Physiological function of TRPM4 in vascular smooth muscle cell. Solid red arrows indicate calcium flow; dash red arrows indicate calcium regulation targets. Solid black, deep blue, and orange arrows indicate sodium, potassium, and chloride flow, respectively. Only selected ion channels are shown. CaCCs, calcium-activated chloride channels. PKC, protein kinase C; SR, sarcoplasmic reticulum.

Figure 10.

Physiological function of TRPM4 in T cells. Solid red arrows indicate calcium flow; dash arrows indicate calcium regulation targets. Solid black and deep blue arrows indicate sodium and potassium flow, respectively. Only selected ion channels are shown.
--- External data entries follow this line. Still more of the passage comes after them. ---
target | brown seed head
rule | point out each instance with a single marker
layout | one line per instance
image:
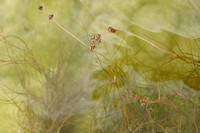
(110, 29)
(40, 7)
(50, 17)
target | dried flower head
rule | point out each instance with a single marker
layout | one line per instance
(40, 7)
(51, 17)
(110, 29)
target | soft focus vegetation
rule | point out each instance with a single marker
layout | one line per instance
(51, 83)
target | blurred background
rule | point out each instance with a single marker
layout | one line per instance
(50, 82)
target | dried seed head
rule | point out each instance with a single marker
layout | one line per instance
(110, 29)
(98, 38)
(92, 38)
(40, 7)
(50, 17)
(92, 47)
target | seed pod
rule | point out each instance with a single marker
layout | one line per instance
(110, 29)
(50, 17)
(40, 7)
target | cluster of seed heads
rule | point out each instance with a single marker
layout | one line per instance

CRAC, calcium release-activated calcium channel; CaM, calmodulin; p-MHC, peptide presented by major histocompatibility complex; CD4, cluster of differentiation 4; TCR, T-cell receptor; TK, tyrosine kinase; PLCγ, phosphoinositide phospholipase C γ subunit; IL-2, interleukin-2; ER, endoplasmic reticulum.

Figure 11.

Physiological function of TRPM5 in taste cells. Solid red arrow indicates calcium flow; dash arrow indicates calcium regulation targets. Solid black and deep blue arrows indicate sodium and potassium flow, respectively. Gα, G protein α subunit; ER, endoplasmic reticulum.

Figure 12.

Physiological function of TRPM4 and TRPM5 in pancreas beta-cells at low (A) and high (B) blood glucose levels. Solid red arrows indicate calcium flow; dash arrows indicate calcium regulation targets. Solid black, deep blue arrows indicate sodium and potassium flow, respectively. Endoplasmic reticulum serves as an important intracellular calcium store for beta-cells but is omitted due to space limitation. Only selected ion channels are shown. GLUT-2, glucose transporter 2; G-6-P, glucose 6-phosphate.

Figure 13.

Location of human TRPM4 mutations linked to cardiac and skin diseases, shown on two subunits. (A) The gain-of-function (GOF) mutations associated with skin (magenta) and cardiac diseases (orange). (B) The loss-of-function (LOF) mutations associated with cardiac diseases (red).

Figure 14.

TRPM4 gain-of-function mutations cause progress symmetric erythrokeratodermia (PSEK). A. Two example pedigrees containing the I1040T mutation. B. Erythematous hyperkeratotic plaques on the patient’s hands and feet. C. Affected skin shows psoriasiform hyperplasia with focal parakeratosis and mild perivascular lymphocytic infiltration in the superficial dermis. D. Increased current responses of TRPM4 mutants. E. Comparison of the I-V relationship between TRPM4 wildtype and mutants. Modified from Wang et al. (136) with permission.